Diageo, which owns the Johnnie Walker brand, is better placed for the global spirits market, Moodys said

Diageo, which owns the Johnnie Walker brand, is better placed for the global spirits market, Moody's said

Ratings firm Moody's has handed Diageo victory in a credit run-off against spirits rival Pernod Ricard.

A new Moody's report released this week said Diageo's lower leverage and larger size gives it a stronger credit quality and a higher rating than French peer Pernod. Strong momentum in the US was also a boost for Diageo, while "Pernod's growth remains constrained by China", Moody's said.

The report continued: "Pernod will be able to partially compensate for the soft trading conditions in China with strong growth in India, but this market has lower profitability than the group average. As a result, Moody's expects low single-digit organic profit growth for Pernod [over the next 12-18 months], whereas Diageo's organic profit will grow in line with the broader industry range of 4% to 5%."

Both companies have been hit by global volatility this year. In FY results this year, Pernod posted weak sales growth while currency fluctuations dragged down Diageo's.

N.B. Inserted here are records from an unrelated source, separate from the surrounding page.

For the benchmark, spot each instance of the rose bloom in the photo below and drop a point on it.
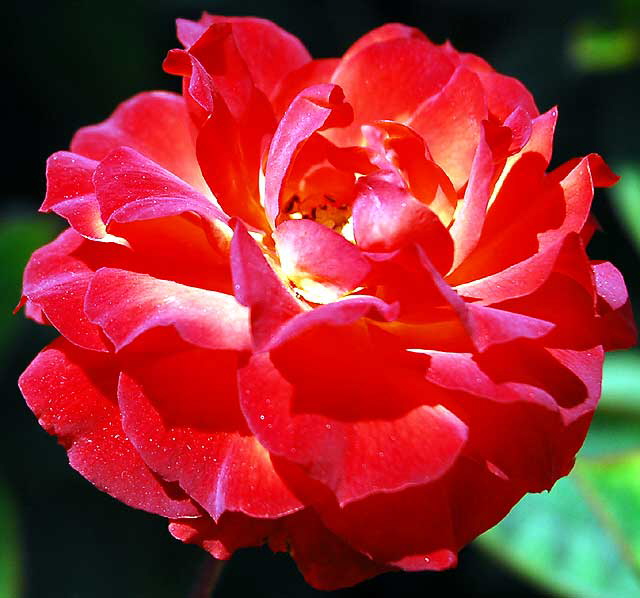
(338, 306)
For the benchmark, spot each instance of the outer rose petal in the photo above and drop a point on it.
(181, 413)
(409, 70)
(126, 183)
(221, 539)
(156, 125)
(324, 559)
(314, 109)
(258, 287)
(438, 518)
(71, 391)
(270, 52)
(125, 305)
(71, 194)
(311, 73)
(450, 123)
(56, 280)
(618, 326)
(415, 448)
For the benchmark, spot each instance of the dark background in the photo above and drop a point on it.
(68, 64)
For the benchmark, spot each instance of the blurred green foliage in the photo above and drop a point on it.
(597, 49)
(626, 201)
(10, 549)
(19, 237)
(583, 538)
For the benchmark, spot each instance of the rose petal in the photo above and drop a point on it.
(409, 70)
(156, 125)
(339, 453)
(338, 313)
(269, 52)
(469, 219)
(222, 539)
(310, 251)
(230, 150)
(71, 194)
(56, 280)
(181, 413)
(125, 305)
(314, 109)
(387, 218)
(618, 325)
(258, 287)
(71, 391)
(125, 177)
(309, 74)
(450, 123)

However, Diageo's performance has improved greatly over the past two years, with investors once again backing the Guinness owner in the stock market.

Despite Moody's praise for Diageo, the ratings firm said Pernod maintains the edge in the faster-growing premium spirits category. Looking forward, however, it said both companies should benefit from strong global demand for Western brown spirits.

It added: "Pernod will benefit the most because brown spirits represent a greater share of its revenues and volumes than for Diageo and because of its established presence in the Cognac business."

The report also said Diageo is "slightly more exposed" to Brexit.